Я был весьма подкован в вопросах, связанных с розничными продажами, благодаря тому что имел собственные магазины, и знал: если вы передаете свою одежду в универмаг, то оказываетесь в море чужой одежды, и если ваша одежда не выделяется на фоне прочей, она не будет продаваться. Это ничем не отличается от музыкального бизнеса. Вы можете сочинить песню, которая звучит как двадцать других песен, и она не запомнится. Но если песня станет узнаваемой, значит, вы написали хит. Это всегда было моей философией. Группа The Eagles сделала карьеру, потому что использовала фразы, которые уже вошли в народный лексикон, например, «Одна из этих ночей», «Новый парень в городе», «В долгосрочной перспективе», — слегка изменяя их, чтобы сделать своими, а затем положить слова на красивую, светлую мелодию. Таким образом они продали миллиард записей.

Всегда существует вероятность того, что дизайнер перейдет черту, отделяющую классику «с подкруткой» от классики «с заводной ручкой», и мы выходили за грань много раз, иногда сознательно, но чаще нет. Это тонкое различие становится решающим моментом, когда вы добавляете детали в одежду. Все равно как быть шеф-поваром. Сколько специй вы положили в ваше блюдо? Если оно слишком острое, ваши гости могут не переварить еду, старательно приготовленную для них. Но если вкус окажется недостаточно ярким, блюдо будет пресным, и гости останутся недовольны.

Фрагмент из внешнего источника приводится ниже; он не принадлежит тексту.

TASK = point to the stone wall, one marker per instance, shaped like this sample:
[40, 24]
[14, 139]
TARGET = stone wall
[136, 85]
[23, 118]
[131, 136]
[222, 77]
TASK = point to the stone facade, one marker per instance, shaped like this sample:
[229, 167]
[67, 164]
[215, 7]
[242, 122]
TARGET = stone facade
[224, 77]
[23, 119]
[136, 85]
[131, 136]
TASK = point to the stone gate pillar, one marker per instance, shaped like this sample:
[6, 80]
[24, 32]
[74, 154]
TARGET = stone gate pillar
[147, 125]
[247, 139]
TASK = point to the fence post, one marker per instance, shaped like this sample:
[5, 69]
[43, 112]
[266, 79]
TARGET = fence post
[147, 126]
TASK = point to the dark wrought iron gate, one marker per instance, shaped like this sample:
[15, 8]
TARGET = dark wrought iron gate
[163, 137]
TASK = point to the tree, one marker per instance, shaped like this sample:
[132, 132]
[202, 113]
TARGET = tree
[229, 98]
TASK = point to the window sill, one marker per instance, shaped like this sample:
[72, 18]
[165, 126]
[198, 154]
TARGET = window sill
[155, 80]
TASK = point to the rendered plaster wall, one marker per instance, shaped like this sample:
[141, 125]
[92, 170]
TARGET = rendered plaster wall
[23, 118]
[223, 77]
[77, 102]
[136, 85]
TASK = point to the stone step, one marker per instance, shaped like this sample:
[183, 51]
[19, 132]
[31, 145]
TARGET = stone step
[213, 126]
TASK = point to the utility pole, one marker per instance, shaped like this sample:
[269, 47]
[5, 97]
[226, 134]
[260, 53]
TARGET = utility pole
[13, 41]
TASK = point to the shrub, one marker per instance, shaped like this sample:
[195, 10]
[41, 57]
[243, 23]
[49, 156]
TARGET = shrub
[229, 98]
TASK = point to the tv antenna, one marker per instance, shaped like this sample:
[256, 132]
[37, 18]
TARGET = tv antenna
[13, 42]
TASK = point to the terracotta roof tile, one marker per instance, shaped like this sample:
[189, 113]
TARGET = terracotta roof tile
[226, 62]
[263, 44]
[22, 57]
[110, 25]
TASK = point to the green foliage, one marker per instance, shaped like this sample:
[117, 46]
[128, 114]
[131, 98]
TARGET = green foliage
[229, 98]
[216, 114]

Я рано понял, что большинство людей, особенно мужчины, не хотят испытывать комплексы по поводу одежды. Они не стремятся слишком выделяться из массы и быть ультрамодными. Мне часто кажется, будто иду по канату: крен вправо, крен влево, и ты падаешь в каньон. Нужно стремиться к балансу в любую минуту. Мы теряли ощущение баланса множество раз, но были скорее правы, чем неправы, поэтому, когда нам удается сохранять баланс, мы рулим!

Если вы задаете новые тренды, это великолепно. Но это невероятно рискованная затея. Мои злоключения с глэм-роком в People’s Place на практике доказали это. Я бы предпочел следовать трендам, чем устанавливать их. Но когда им следую, то пытаюсь предложить собственную версию и трансформировать существующий тренд.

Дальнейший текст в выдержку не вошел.